Mayor of London rejects Sphere arena plans

Featured image credit: Sphere Entertainment

Featured image credit: Sphere Entertainment

Plans for a new Sphere arena in London have been rejected by Mayor Sadiq Khan on the grounds that the current proposals would have an “unacceptable negative impact” on local residents.

Sphere Entertainment, formerly known as Madison Square Garden Entertainment, is seeking to build a venue with 17,500 seats in the heart of Stratford, East London. The company recently opened a Sphere venue in the US city of Las Vegas, with the arena featuring the world’s largest LED screen.

In March 2022, the London Legacy Development Corporation (LLDC) approved plans for a Sphere venue in the English capital. At the time, Paul Westbury, executive vice-president of development and construction at Sphere Entertainment, said the application had passed through a “thorough assessment”, adding that the venue would help make Stratford “a global destination for music and technology”.

The project subsequently moved on to the desk of the Mayor of London, who yesterday (Monday) rejected the plans due to the level of light pollution it would create, its electricity bill, and the impact it would have on local heritage sites. The London Sphere has been designed by Populous, which also designed the Vegas venue.

A spokesperson for the mayor said: “London is open to investment from around the world and Sadiq wants to see more world-class, ambitious, innovative entertainment venues in our city.

“But as part of looking at the planning application for the MSG Sphere, the mayor has seen independent evidence that shows the current proposals would result in an unacceptable negative impact on local residents.”

One of the issues highlighted by Khan was the “significant light intrusion” that the Sphere would cause to local residents. An independent review of the plans was commissioned by the Greater London Authority, which found that the project would be a “detriment to human health”.

Sphere Entertainment has already purchased the 4.7-acre site, which has been left empty after last being used as a temporary coach park during the 2012 Olympic and Paralympic Games. The privately-funded arena would have a diameter of 120 metres and be 90 metres tall at its highest point.

A spokesperson for Sphere Entertainment said: “While we are disappointed in London’s decision, there are many forward-thinking cities that are eager to bring this technology to their communities. We will concentrate on those.”

Michael Gove, the UK’s Secretary of State for Levelling Up, Housing and Communities, will have the final say on the Sphere plans.

AEG, which operates The O2 in London, has been a vocal critic of the Sphere plans.
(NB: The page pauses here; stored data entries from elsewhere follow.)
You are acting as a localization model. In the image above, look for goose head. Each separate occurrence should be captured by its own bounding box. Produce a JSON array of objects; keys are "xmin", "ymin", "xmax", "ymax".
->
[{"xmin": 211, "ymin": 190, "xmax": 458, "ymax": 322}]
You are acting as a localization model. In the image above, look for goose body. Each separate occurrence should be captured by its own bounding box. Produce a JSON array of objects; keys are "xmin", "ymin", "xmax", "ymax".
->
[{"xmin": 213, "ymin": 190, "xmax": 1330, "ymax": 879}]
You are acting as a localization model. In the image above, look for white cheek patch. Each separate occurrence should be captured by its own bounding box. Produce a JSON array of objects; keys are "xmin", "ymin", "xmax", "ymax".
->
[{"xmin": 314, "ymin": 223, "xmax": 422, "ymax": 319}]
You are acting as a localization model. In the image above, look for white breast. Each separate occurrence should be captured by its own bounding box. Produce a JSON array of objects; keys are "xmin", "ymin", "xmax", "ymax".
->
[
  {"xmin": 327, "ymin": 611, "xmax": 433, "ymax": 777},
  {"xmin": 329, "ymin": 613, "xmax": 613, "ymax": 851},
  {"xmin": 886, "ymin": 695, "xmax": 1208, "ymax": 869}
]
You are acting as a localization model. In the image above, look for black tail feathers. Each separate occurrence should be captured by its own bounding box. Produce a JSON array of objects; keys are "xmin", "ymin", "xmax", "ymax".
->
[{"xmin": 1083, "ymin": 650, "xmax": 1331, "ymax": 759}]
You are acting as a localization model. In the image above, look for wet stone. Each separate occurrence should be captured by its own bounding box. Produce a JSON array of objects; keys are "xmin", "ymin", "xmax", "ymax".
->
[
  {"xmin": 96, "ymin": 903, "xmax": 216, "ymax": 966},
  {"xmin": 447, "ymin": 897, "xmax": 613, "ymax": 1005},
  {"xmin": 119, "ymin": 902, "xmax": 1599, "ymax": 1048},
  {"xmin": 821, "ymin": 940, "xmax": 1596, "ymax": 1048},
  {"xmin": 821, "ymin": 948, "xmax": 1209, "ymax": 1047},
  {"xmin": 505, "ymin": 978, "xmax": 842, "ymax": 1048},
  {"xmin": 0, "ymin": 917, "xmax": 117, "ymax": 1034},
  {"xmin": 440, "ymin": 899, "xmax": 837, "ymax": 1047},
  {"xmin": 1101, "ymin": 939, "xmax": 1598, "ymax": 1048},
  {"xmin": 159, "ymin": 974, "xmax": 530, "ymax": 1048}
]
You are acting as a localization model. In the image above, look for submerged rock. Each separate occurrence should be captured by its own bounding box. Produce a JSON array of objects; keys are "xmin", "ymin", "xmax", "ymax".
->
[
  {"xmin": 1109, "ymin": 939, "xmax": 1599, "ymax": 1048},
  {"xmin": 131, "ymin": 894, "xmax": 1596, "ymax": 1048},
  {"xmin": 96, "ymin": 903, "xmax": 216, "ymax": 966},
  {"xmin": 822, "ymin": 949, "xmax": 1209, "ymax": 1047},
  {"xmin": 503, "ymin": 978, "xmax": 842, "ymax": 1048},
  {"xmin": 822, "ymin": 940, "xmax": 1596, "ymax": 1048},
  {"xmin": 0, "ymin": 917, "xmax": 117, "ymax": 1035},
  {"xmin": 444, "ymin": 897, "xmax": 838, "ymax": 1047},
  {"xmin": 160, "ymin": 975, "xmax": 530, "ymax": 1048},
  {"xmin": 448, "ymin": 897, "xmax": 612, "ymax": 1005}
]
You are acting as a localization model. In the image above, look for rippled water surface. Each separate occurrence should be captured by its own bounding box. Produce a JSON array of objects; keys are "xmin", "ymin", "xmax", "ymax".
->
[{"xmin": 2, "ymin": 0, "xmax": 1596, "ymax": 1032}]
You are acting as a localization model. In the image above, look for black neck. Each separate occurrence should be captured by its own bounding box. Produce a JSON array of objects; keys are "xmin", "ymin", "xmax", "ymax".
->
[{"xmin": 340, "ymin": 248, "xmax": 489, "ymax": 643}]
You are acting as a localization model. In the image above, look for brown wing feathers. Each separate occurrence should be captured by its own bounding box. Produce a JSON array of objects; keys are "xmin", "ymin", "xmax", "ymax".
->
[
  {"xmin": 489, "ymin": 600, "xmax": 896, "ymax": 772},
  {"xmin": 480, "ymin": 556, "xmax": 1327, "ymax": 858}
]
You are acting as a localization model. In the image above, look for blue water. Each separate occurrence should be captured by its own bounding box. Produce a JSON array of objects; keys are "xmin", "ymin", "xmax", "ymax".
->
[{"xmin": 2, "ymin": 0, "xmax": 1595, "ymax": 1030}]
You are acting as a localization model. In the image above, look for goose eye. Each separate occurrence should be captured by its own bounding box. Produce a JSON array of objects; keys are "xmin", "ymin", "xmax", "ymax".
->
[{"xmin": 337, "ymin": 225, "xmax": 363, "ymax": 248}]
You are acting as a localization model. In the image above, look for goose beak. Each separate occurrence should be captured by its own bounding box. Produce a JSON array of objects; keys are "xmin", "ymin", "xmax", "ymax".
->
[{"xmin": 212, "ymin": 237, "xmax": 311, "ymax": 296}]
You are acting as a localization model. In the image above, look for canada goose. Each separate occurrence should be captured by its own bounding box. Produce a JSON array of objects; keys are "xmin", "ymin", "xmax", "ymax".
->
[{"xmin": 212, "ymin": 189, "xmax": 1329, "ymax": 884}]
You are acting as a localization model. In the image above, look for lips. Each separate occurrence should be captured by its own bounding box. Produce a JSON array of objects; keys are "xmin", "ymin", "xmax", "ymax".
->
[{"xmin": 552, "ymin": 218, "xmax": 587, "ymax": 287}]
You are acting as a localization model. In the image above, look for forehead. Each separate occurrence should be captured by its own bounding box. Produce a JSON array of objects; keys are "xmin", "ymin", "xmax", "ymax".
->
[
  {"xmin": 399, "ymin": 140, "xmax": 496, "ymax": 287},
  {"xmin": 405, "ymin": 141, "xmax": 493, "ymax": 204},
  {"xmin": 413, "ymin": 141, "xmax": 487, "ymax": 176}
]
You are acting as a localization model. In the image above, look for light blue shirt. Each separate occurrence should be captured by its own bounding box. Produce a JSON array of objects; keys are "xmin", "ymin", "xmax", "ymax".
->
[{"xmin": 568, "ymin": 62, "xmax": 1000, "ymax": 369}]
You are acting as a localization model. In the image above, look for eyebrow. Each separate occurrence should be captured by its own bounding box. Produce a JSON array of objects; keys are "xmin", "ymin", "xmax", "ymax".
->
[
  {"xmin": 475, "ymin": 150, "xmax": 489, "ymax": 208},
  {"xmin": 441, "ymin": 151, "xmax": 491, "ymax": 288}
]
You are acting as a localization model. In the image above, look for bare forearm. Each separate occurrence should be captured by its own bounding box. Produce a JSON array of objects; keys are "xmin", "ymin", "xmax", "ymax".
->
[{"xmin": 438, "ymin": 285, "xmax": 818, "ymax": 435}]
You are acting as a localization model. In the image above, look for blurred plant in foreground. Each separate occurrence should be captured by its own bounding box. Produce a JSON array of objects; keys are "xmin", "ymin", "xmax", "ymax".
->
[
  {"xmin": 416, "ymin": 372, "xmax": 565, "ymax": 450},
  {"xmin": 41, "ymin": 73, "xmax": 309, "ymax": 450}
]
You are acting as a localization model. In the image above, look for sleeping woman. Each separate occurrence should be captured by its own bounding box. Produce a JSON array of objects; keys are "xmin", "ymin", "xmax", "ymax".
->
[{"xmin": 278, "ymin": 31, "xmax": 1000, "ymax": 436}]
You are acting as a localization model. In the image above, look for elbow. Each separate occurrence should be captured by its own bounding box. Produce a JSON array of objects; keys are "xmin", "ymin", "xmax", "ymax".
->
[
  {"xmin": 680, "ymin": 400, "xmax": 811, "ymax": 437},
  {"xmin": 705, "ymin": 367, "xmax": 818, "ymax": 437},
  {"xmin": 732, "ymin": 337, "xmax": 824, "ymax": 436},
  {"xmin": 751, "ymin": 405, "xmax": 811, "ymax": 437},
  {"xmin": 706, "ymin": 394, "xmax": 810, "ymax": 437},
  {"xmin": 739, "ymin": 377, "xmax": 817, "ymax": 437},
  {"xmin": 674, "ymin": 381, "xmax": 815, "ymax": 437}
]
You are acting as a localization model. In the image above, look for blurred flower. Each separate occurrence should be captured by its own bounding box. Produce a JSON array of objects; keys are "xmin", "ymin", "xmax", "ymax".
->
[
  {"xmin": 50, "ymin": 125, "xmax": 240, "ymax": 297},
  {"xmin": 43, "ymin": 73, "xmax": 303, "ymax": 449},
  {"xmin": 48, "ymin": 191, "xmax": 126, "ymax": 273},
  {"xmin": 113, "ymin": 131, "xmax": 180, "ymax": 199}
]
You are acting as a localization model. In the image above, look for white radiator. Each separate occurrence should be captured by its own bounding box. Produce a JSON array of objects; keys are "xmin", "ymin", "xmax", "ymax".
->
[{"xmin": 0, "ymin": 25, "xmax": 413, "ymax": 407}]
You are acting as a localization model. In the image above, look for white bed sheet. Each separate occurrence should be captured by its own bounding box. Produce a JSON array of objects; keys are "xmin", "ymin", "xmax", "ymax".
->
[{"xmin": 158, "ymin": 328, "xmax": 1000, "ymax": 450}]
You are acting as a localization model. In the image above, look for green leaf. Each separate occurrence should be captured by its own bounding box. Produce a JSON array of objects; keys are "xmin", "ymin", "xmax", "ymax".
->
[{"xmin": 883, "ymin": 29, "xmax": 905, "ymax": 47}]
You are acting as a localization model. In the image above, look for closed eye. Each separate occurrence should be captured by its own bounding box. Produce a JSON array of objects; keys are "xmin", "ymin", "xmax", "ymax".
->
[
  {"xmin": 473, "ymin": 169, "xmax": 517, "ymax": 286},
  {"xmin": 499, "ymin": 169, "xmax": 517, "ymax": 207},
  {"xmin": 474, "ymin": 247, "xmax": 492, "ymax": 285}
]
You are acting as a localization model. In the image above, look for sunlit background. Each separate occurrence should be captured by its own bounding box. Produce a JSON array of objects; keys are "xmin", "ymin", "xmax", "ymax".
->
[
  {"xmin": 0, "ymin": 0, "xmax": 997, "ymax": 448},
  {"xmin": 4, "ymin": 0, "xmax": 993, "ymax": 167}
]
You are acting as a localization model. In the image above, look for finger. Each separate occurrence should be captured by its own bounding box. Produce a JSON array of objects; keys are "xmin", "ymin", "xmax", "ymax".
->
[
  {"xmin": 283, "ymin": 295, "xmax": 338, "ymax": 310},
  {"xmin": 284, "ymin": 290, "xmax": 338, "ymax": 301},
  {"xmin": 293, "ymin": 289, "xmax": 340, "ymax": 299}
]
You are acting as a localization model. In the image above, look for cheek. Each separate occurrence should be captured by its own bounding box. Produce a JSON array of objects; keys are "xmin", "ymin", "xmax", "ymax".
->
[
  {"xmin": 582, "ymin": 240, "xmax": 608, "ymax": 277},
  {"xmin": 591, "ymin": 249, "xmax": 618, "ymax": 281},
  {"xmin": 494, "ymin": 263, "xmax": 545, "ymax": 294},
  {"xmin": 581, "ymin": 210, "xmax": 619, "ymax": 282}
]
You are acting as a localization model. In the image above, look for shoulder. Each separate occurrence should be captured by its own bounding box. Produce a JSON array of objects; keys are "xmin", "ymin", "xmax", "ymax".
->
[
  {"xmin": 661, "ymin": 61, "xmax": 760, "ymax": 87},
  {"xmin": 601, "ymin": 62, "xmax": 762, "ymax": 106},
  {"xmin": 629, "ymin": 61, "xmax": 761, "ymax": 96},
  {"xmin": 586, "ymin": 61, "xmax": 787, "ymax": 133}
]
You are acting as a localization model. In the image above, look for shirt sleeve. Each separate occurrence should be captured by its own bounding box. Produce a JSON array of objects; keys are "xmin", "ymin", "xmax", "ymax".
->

In November 2020, AEG called for the planning application to be withdrawn and resubmitted due to “significant concerns”.

AEG has previously raised concerns over Sphere Entertainment’s analysis of the transport impacts of the project and said that crowds generated by the new venue would pose a “serious and dangerous impact” on local transport infrastructure.

Following yesterday’s announcement, Alistair Wood, executive vice-president of real estate and development at AEG Europe, said: “We welcome the Mayor of London’s decision to direct refusal of the Sphere’s planning application today.

“We do not oppose competition in the live entertainment industry, and specifically do not oppose another large music venue in London. However, this proposal had fundamental flaws from the beginning. It was the wrong design, in the wrong location, and this was the right call.”

Earlier this month, Sphere Entertainment revealed that the Vegas Sphere arena posted an operating loss of $98.4m (£78.5m/€89.9m) for the first quarter of the 2024 fiscal year. The arena posted revenues of $7.8m for the quarter.

The arena’s revenues were primarily driven by event-related revenues of $4.1m, reflecting the opening of the venue on September 29 with the first of 36 performances from U2.

The Vegas venue was built at a cost of $2.3bn and has drawn attention for its eye-catching visuals. The arena formed a key part of the street circuit for Formula 1’s inaugural Las Vegas Grand Prix, which took place at the weekend.